The caption claim that voice drops "nearly every day" is subjective and experiential, not something we can verify or refute from a video. But it aligns with what researchers describe as a gradual, non-uniform descent in fundamental frequency during early-to-mid testosterone therapy.
One thing worth flagging: the video could give viewers the impression that consistent daily progress is the norm. It isn't, necessarily. Amir et al. (1999, Journal of Voice) documented significant plateau periods in voice masculinization, where frequency changes stall for weeks or months before resuming. If someone watches this and then panics because their voice hasn't changed in a month at the five-month mark, that's a reasonable misread of a video that doesn't address variability at all.

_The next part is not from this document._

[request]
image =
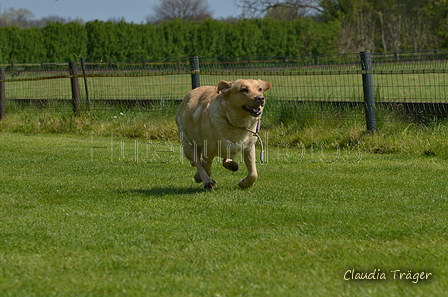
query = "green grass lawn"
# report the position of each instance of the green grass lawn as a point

What should you actually know?
Voice change on testosterone is real, gradual, and variable. Here's what the evidence actually says about the timeline and what to expect:
- Most transmasculine individuals begin noticing voice changes between weeks 6 and 12 of testosterone therapy, though onset can be earlier or later depending on dose, formulation, and individual biology (Ziegler et al., 2018).
- Full vocal masculinization, meaning reaching a stable lower pitch, typically takes one to two years, sometimes longer. Six months is mid-process for most people.
- Voice changes on testosterone are considered irreversible. Unlike some other effects of testosterone therapy, pitch lowering does not reverse if testosterone is stopped (Azul et al., 2017).
- Working with a voice therapist who has experience with transgender patients can support resonance and articulation changes that testosterone alone does not produce. Pitch is one dimension of a gendered voice; resonance, intonation, and speech patterns matter too.
- If you're several months in and haven't noticed changes, that's worth discussing with your prescribing clinician, not because something is necessarily wrong, but because dose, formulation, and lab values can all affect outcomes.
Is this video responsible health content?
For what it is, yes. @tranpill isn't prescribing anything, isn't making clinical claims, and isn't telling anyone what to do. They're sharing a personal experience with a specific, documentable effect of a medical treatment they're undergoing. That's legitimate patient experience content.
The risk isn't in what they said. It's in what viewers might assume: that this trajectory is universal, that six months means you should sound like this, that screaming is a valid diagnostic tool for your own progress. None of those follow. But that's a viewer literacy issue, not a creator misconduct issue. This video passes a basic accuracy check with minimal concerns.